Bab 341: Kemuliaan Pengkhianat (1)

Baca terus di meionovel dan bagikan kepada yang lain biar lancar jaya

‘Sekuel ‘Bahasa Tuhan’ Akhirnya Diumumkan! Yun Woo Akan Kembali!’

‘Akhir dari Hiatusnya yang Panjang. Comeback Yun Woo Memikat Dunia.’

‘Dong Baek Mengumumkan Sekuel yang Ditunggu-tunggu dari ‘Bahasa Tuhan!”

‘Kisah Bagian Kedua dari ‘Bahasa Tuhan,’ Dilaporkan Terjadi di Masa Lalu.’

‘Penerbit Berbicara tentang Sekuel yang Sudah Lama Dinanti: “Ini Akan Menjadi Angsuran Seri Paling Menyedihkan Sejauh Ini. Anda sedang dalam Shock.”’

‘Siapa Pemain Biola dari ‘Bahasa Tuhan?’ Fans Terpesona oleh Cerita Sendiri. “Cerita Mungkin Diterima Berbeda Tergantung Pembacanya.”’

‘Kapan Yun Woo Mulai Menulis Sekuelnya? Sebuah Klip dari Wawancara Sebelumnya Termasuk.’

‘Penerbitan Dong Bake Berbicara tentang Buku ‘Bahasa Tuhan’ Baru: “Pemeran Utama Akan Menjadi Karakter dari Masa Lalu. Semua Wajah yang Dikenal Juga Akan Kembali.”’

‘Alasan Kami Harus Menantikan Sekuelnya: Buku Baru Pertama Yun Woo dalam Dua Tahun.
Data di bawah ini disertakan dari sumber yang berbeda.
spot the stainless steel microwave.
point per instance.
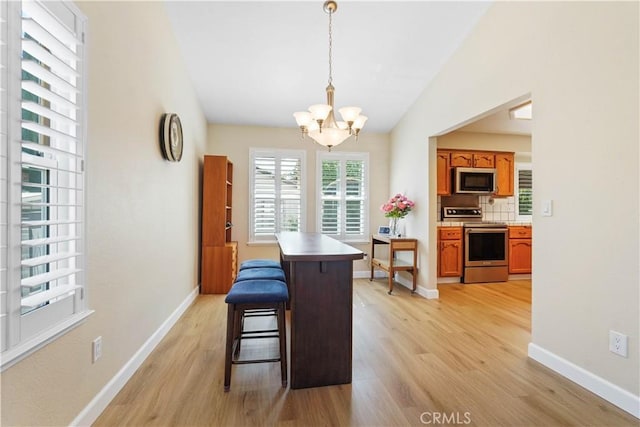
(475, 180)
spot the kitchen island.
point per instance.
(319, 272)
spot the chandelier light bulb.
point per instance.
(320, 123)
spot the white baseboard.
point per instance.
(93, 410)
(595, 384)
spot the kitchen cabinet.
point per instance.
(444, 173)
(449, 251)
(520, 245)
(504, 163)
(219, 254)
(472, 159)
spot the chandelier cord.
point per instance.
(330, 47)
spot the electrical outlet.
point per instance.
(618, 343)
(96, 348)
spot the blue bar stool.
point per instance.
(258, 294)
(265, 273)
(259, 263)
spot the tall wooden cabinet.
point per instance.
(219, 252)
(504, 174)
(520, 249)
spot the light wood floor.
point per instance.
(461, 359)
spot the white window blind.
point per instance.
(44, 185)
(277, 193)
(343, 195)
(524, 190)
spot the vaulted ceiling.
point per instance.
(257, 62)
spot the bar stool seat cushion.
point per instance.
(257, 291)
(259, 263)
(261, 273)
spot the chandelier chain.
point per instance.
(330, 47)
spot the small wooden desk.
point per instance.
(319, 273)
(389, 261)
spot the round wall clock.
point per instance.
(171, 137)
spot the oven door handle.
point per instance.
(485, 230)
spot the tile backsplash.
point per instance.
(498, 209)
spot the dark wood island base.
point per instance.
(319, 272)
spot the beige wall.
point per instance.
(579, 61)
(235, 142)
(142, 213)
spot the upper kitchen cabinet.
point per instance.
(503, 162)
(504, 174)
(444, 173)
(472, 159)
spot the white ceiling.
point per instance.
(255, 63)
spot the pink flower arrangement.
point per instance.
(397, 207)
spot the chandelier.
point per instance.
(319, 122)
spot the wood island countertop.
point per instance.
(297, 246)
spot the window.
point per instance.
(343, 186)
(524, 191)
(277, 193)
(43, 174)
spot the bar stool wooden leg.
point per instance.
(283, 343)
(231, 325)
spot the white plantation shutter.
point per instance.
(524, 189)
(276, 197)
(45, 158)
(4, 176)
(342, 195)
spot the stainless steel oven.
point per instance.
(485, 252)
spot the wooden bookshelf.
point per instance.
(219, 252)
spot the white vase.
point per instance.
(393, 226)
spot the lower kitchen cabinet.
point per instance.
(449, 251)
(520, 249)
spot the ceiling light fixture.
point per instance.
(319, 122)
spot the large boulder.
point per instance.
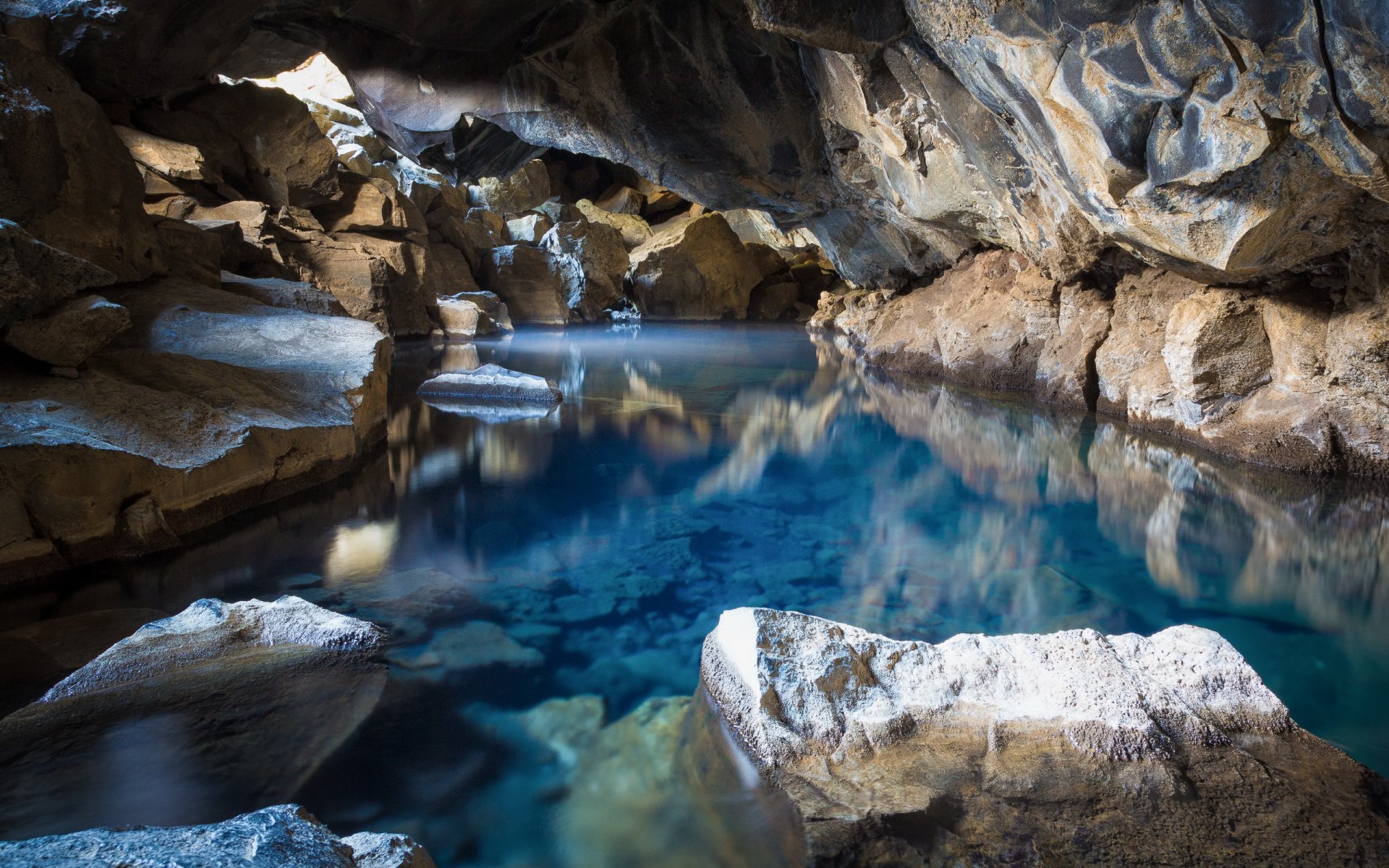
(694, 270)
(210, 403)
(267, 691)
(381, 278)
(370, 205)
(635, 231)
(67, 335)
(1117, 750)
(35, 277)
(270, 838)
Penantian Sudah Berakhir!’

‘Seperti Apa Proses Persiapan untuk Seri Kedua ‘Bahasa Tuhan?’

‘Fokus Dunia dalam Sekuel ‘Bahasa Tuhan.’ Sebuah Melihat Lebih Dekat pada Cerita.

‘Yun Woo Mengundang Pembaca ke Dunia Kolosal dalam ‘Bahasa Tuhan’.

‘Akhir dari Long March. Kembalinya Pendongeng Hebat!’

‘Yun Woo, Pendongeng Hebat, Kembali dengan Buku Baru setelah Film.’

—

“Akhirnya! Sedang terjadi!”

‘Baru ‘Bahasa Tuhan?’ Mengapa, ya, tolong!”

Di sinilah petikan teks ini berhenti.